Jose Banda Garcia, on Facebook, asked us to look at Yates — the Texans’ 5th-round pick — and rate his chances in these playoffs.
After watching the tape of Houston’s Week 14 win in Cincinnati, it’s apparent the Texans found a favorable matchup with their play-action bootleg versus the Bengals’ free-flowing group of linebackers.
But we don’t think Yates can sustain the offense at a high level for multiple rounds of the playoffs. There is a huge drop-off from Matt Schaub to Yates when it comes to producing explosive plays and efficiency from non-playaction throws.
(Note: A throw is “efficient” if it gains four or more yards on 1st-and-10; on second down, the pick-up has to equate to half, or more than half, of the yards-to-go number, or four yards on 2nd-and-7); on third down, you have to convert for a first down.)
In Yates’ last four full starts he has an efficiency percentage of 47.82 on his play-action passes. Compare that to Schaub’s last four starts when the Pro Bowl quarterback was 54.05 percent.
Those numbers aren’t too dissimilar. The real difference is that Schaub averaged 13.11 yards per completion on those throws, while Yates only averaged 8.97 yards per completion.
Because of his limitations as a thrower, the Texans have molded their passing game as an offshoot to their monster running game by rolling Yates out on boot plays and giving him half-field reads to work the short to intermediate areas of the field. They will flood one side of the field with a running back in the flat, a tight end on an intermediate crossing route and a wide receiver deeper down the field. Yates then reads high to low and most often hits his shorter options.
That’s a stark contrast from Schaub, who, with his ability to read defenses and his stronger arm, can sit inside the pocket and hit a receiver 30 yards down the middle of the field with consistency.
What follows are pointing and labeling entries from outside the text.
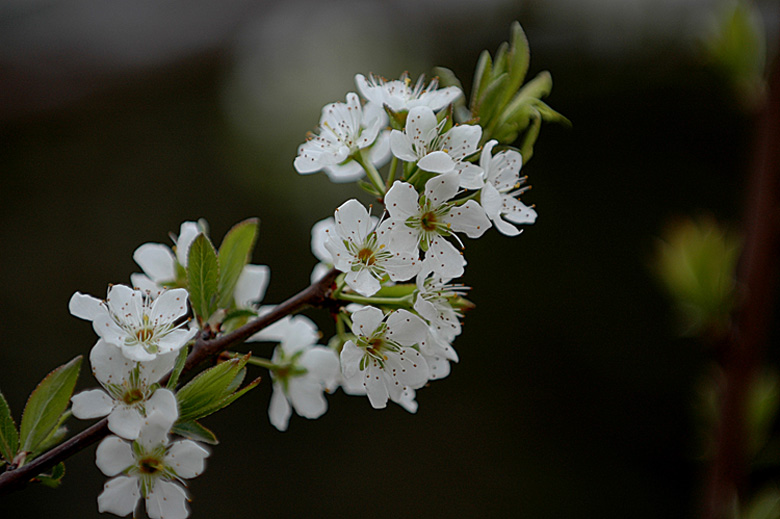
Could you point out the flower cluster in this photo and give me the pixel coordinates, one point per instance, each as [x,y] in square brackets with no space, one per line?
[443,183]
[388,280]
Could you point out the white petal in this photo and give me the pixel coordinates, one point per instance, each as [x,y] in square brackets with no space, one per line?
[153,370]
[307,398]
[437,162]
[409,367]
[86,307]
[322,364]
[157,261]
[362,282]
[445,259]
[402,201]
[352,221]
[163,401]
[125,421]
[471,176]
[113,456]
[366,320]
[167,501]
[350,359]
[108,364]
[186,458]
[469,218]
[171,305]
[406,328]
[91,404]
[440,189]
[319,233]
[374,381]
[251,285]
[120,496]
[401,146]
[279,410]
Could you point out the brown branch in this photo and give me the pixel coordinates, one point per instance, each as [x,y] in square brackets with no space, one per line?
[744,350]
[315,294]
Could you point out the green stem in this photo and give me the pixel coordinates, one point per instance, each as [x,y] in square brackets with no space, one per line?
[391,173]
[371,172]
[380,301]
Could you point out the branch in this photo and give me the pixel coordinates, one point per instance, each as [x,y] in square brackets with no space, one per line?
[757,276]
[315,294]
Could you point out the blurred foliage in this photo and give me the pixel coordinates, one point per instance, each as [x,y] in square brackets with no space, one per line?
[736,47]
[695,261]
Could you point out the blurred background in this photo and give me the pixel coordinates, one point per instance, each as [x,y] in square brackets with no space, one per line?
[574,394]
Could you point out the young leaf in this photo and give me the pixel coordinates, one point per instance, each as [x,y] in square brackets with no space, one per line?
[234,253]
[54,479]
[203,277]
[181,359]
[46,404]
[195,431]
[9,438]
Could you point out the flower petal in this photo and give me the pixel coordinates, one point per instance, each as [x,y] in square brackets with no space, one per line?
[120,496]
[157,261]
[113,456]
[279,410]
[167,500]
[251,285]
[91,404]
[186,458]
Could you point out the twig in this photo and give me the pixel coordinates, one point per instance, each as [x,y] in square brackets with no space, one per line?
[315,294]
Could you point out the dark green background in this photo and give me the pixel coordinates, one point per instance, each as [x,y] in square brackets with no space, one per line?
[573,398]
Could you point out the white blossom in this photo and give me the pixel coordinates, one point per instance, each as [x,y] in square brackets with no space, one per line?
[343,131]
[430,218]
[303,370]
[400,95]
[365,255]
[142,326]
[128,395]
[148,468]
[502,186]
[422,142]
[160,263]
[383,356]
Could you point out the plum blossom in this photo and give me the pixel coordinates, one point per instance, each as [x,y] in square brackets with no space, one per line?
[365,255]
[383,355]
[422,142]
[142,326]
[502,186]
[128,395]
[400,95]
[428,219]
[344,130]
[302,371]
[160,263]
[148,468]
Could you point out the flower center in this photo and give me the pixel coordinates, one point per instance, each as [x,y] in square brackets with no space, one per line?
[144,334]
[366,256]
[428,221]
[150,465]
[132,396]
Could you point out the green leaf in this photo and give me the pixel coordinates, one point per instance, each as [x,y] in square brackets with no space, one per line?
[9,438]
[481,77]
[203,277]
[193,430]
[46,404]
[234,253]
[518,60]
[181,359]
[208,388]
[54,479]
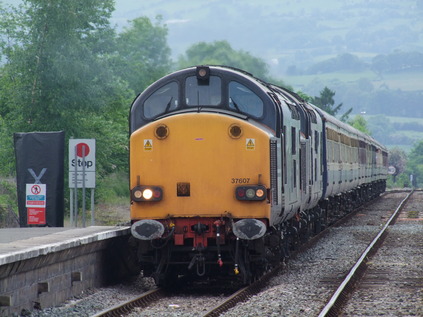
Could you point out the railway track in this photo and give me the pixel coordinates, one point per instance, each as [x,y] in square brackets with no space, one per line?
[373,275]
[140,303]
[159,302]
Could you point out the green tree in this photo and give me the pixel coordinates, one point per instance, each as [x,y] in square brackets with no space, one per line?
[221,53]
[360,124]
[381,128]
[54,65]
[326,102]
[57,76]
[415,164]
[143,55]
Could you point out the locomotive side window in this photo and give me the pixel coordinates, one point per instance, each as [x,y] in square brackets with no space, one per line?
[162,100]
[199,93]
[242,99]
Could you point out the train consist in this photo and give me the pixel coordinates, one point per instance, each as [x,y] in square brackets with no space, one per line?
[228,173]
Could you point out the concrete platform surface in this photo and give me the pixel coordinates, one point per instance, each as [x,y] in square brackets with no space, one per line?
[18,244]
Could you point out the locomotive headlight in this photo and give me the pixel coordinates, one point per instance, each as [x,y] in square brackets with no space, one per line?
[259,192]
[235,131]
[161,132]
[250,193]
[137,193]
[147,193]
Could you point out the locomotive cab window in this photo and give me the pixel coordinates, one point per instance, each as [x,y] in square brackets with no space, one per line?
[203,93]
[162,100]
[242,99]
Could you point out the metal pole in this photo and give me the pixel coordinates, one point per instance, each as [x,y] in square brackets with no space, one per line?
[92,207]
[76,190]
[71,206]
[83,186]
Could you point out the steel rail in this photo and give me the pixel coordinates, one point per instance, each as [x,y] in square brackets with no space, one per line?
[142,301]
[332,307]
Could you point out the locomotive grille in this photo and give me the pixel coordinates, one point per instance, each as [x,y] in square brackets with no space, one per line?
[274,171]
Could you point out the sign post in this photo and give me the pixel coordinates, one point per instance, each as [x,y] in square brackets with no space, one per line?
[81,175]
[36,197]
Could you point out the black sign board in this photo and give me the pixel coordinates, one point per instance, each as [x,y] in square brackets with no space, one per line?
[40,161]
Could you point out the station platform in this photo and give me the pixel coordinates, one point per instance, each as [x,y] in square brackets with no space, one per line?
[18,244]
[42,267]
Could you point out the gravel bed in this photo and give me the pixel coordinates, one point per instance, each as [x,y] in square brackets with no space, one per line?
[302,289]
[394,279]
[94,301]
[312,277]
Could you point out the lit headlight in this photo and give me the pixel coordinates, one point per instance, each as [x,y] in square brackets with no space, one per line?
[147,193]
[252,192]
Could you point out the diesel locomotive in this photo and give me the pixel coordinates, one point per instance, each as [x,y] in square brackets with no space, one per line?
[228,173]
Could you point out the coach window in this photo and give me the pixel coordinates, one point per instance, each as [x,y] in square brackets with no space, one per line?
[207,93]
[162,100]
[242,99]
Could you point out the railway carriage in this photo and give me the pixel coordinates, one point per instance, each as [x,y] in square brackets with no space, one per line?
[228,173]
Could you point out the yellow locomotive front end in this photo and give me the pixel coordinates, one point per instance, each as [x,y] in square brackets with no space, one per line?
[201,162]
[200,174]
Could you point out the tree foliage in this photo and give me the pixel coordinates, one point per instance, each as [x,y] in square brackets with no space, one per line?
[221,53]
[63,67]
[415,164]
[360,124]
[143,55]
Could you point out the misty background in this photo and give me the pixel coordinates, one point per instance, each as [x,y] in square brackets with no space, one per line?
[370,53]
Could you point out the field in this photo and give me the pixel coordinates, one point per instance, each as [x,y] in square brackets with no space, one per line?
[406,81]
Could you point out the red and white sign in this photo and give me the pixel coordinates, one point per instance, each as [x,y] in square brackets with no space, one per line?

This point becomes more evident when you look at the drop-off from Schaub’s efficiency numbers on non-playaction throws compared to those of Yates. In his four games, Schaub is 51.85 percent efficient on those throws. Yates, on the other hand, is 38.33 percent efficient on the same throws.
For that reason, the Texans have to gameplan around what Yates can do. Against Cincinnati, he was efficient on eight of his 13 play-action throws for 128 yards, completing six for first downs and one touchdown. Yates hit for 9.85 yards per completion against the Bengals, a boost brought on by the over-pursuit of their linebackers on zone-run action.
Yates has a chance to duplicate this earlier performance versus the Bengals this weekend. But unless he shows an ability to push the ball down the field — with and without the benefit of play-action — it’ll be difficult for the Texans to drive deep into the postseason.